Przypomnijmy, że podczas konferencji prasowej 29 kwietnia premier Mateusz Morawiecki poinformował, że od 6 maja będą mogły zostać otwarte żłobki i przedszkola, jednak ostateczną decyzję podejmą jednostki, którym takie placówki podlegają. Prezydent Warszawy Rafał Trzaskowski poinformował wówczas, że stolica z całą pewnością nie otworzy żłobków i przedszkoli we wskazanym przez rząd terminie, bo Ministerstwo Zdrowia i Główny Inspektorat Sanitarny nie wydały odpowiednich wytycznych, które pozwoliłyby na bezpieczny powrót dzieci pod skrzydła opiekunek i opiekunów. 4 maja stanowisko warszawskiego samorządu zostało zaktualizowane w związku z wydanymi tego samego dnia wytycznymi GIS.
"Wytyczne Głównego Inspektora Sanitarnego związane z funkcjonowaniem przedszkoli i oddziałów przedszkolnych w szkołach w trakcie epidemii COVID-19, przedstawione 30 kwietnia 2020 r. w godzinach popołudniowych, budzą wątpliwości i wymagają doprecyzowania. W trosce o bezpieczne warunki opieki i pracy w stołecznych placówkach, samorząd warszawski musi wspólnie z dyrektorami przedszkoli opracować procedurę i nową organizację. Jest to m.in. zakup środków ochrony osobistej oraz ustalenie warunków organizacji pracy przedszkoli (w tym naboru do grup o zmniejszonej o połowę liczebności)" - czytamy w komunikacie Biura Edukacji.
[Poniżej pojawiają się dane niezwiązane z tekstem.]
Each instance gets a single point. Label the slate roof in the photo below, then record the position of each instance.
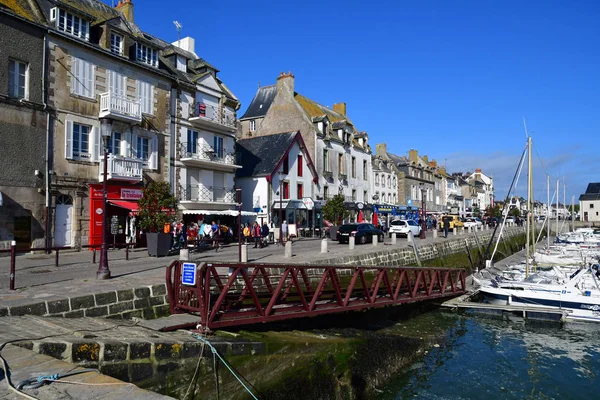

Warszawski ratusz informuje jednocześnie, że planuje otworzyć żłobki i przedszkola w poniedziałek 18 maja, mając na uwadze to, że część warszawiaków i warszawianek musi wrócić do pracy. Do mieszkańców stolicy rozesłano także ankietę, w której zawarto pytanie o to, czy rodzice decydują się na skorzystanie z możliwości wysłania dziecka do przedszkola lub żłobka - podaje portal wawalove.wp.pl.
Główny Inspektor Sanitarny Jarosław Pinkas wydał wytyczne dla żłobków i przedszkoli w poniedziałek 4 maja, czyli tego samego dnia, gdy Warszawa ogłosiła, że chce otworzyć placówki opiekuńcze 18 maja.